Another unfortunate consequence of congressional inaction is that the nonbinding guidelines in President Biden’s recent Executive Order may remain toothless and transitory, subject to reversal by the next administration. Although President Biden has ordered the development of standards and best practices for AI safety and security and secured a series of voluntary commitments from private sector companies, these standards are enforceable only on federal agencies. Furthermore, without congressional action, it remains an open question whether the current administration’s guidance will be enshrined in law or be subject to change under new presidential leadership—even best practice programs, advisory committees, and the like initiated under the Biden-Harris administration.

What should Congress do?

The time has come for Congress to act. The previous actions of the Biden-Harris White House have provided foundational building blocks for what could constitute legislation for a bipartisan group to consider and adopt. But doing so will require lawmakers to distill what in these bodies of work can be prioritized and ushered in with some degree of consensus, which has not been done yet on federal data privacy legislation. Further, Congress should first prioritize incremental and immediate legislation that can fix what most consumers care about now—transparency in opaque AI systems and autonomous decisions impacting democracy.

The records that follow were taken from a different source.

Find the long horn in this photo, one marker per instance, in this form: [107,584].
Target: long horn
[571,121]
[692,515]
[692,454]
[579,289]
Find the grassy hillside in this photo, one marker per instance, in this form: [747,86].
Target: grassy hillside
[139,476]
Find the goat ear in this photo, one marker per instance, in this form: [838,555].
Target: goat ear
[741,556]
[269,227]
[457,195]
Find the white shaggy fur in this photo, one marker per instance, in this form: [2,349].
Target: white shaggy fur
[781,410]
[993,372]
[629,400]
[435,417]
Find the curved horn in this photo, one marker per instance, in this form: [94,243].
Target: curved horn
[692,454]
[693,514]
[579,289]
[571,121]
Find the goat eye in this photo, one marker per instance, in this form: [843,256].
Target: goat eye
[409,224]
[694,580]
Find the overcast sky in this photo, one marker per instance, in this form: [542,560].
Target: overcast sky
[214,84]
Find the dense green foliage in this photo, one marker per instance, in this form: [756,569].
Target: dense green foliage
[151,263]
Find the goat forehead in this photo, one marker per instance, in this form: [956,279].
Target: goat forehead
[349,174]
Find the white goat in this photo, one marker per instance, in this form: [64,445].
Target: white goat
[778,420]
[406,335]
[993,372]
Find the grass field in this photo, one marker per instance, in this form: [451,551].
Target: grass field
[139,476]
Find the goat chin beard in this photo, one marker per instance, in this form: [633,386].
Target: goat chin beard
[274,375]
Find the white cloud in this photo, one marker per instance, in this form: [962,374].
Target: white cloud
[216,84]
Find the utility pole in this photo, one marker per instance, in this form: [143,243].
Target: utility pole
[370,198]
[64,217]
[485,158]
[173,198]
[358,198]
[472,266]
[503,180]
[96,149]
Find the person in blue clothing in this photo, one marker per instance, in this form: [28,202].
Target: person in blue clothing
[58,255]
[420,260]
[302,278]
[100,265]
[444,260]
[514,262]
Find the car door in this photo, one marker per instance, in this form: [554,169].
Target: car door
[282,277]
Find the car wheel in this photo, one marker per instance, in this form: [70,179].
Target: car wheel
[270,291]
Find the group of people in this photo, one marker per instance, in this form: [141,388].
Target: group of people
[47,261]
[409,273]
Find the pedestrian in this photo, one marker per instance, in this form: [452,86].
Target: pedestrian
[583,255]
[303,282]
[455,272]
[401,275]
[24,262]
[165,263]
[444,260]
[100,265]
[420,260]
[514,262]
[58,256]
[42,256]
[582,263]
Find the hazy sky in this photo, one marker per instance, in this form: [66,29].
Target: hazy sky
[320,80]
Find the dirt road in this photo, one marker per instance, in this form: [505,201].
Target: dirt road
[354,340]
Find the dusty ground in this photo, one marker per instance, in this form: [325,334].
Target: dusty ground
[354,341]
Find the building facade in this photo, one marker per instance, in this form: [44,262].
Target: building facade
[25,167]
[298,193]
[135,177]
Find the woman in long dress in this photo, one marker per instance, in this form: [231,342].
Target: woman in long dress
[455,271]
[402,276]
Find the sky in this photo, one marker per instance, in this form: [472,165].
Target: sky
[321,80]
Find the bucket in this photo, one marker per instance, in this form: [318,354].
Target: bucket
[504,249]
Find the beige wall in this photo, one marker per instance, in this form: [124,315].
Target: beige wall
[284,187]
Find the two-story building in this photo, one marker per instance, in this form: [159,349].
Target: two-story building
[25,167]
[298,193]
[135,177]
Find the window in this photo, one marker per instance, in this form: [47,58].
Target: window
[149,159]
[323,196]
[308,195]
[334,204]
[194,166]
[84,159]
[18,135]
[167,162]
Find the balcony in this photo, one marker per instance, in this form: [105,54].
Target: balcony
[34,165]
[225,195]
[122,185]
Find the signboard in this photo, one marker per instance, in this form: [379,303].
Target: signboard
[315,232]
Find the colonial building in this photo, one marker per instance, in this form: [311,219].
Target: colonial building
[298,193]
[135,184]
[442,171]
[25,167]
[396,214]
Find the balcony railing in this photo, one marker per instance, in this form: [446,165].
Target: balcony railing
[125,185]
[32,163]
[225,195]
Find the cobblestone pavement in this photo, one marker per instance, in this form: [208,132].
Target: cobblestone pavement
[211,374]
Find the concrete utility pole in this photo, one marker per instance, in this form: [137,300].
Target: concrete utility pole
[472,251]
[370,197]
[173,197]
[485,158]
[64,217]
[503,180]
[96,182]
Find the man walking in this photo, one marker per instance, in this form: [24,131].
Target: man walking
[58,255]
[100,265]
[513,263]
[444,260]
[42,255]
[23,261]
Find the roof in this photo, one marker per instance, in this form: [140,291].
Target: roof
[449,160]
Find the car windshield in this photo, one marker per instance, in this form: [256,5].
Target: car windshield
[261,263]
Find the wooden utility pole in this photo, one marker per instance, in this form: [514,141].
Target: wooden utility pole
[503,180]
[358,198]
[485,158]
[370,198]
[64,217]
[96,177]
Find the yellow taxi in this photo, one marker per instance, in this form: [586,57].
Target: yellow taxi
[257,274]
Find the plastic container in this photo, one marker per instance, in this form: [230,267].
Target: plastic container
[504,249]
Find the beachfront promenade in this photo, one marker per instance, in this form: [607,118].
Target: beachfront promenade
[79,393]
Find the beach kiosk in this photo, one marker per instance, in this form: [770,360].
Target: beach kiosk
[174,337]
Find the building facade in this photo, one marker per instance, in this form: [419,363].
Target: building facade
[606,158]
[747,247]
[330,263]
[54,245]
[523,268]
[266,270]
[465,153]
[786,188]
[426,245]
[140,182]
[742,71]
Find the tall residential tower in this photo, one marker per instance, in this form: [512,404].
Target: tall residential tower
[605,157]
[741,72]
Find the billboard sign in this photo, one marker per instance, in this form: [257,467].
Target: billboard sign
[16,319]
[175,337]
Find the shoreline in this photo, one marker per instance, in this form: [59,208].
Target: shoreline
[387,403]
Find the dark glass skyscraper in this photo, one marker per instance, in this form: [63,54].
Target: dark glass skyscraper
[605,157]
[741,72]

On these two issues alone, the National AI Commission Act could be a good place to start, as a bipartisan platform could assemble the expertise and analyses necessary to identify the most pressing AI-related issues for regulation and prioritize them by short- and long-term goals. Alternatively, Congress could prioritize the upcoming national election by regulating the use of AI, and generative AI specifically, in elections via the bipartisan Protect Elections from Deceptive AI Act, proposed by Senators Klobuchar, Hawley (R-MO), Coons, and Susan Collins (R-ME). The bill would ban the use of AI to generate “materially deceptive content falsely depicting federal candidates in political ads to influence elections.”

In this same vein, policymakers could also make headway on the potential for digital watermarks to help identify AI-generated content in tandem with the private sector that has been leading its development, although it will be important to take care not to overestimate the limited potential of this technology. Another option for catalyzing action on AI legislation could be for lawmakers to organize party leaders at the committee and caucus levels. That way, they can coordinate thinking and craft proposals capable of withstanding the scrutiny of individual political agendas and the changing priorities that the upcoming elections are bound to bring.

Policymakers have already gathered a wealth of information about various AI-related issues through the White House proposals, those from federal agencies, official Congressional hearings, Senator Schumer’s AI Insight Forums, among other state-led actions. Congress should consider prioritizing consumer confidence in AI tools while allowing some leeway for AI to be put to good use. However, lingering proposals and the failure to act will only encourage bad actors to fill the AI space with algorithms subject to few rules and inadequate human guardrails.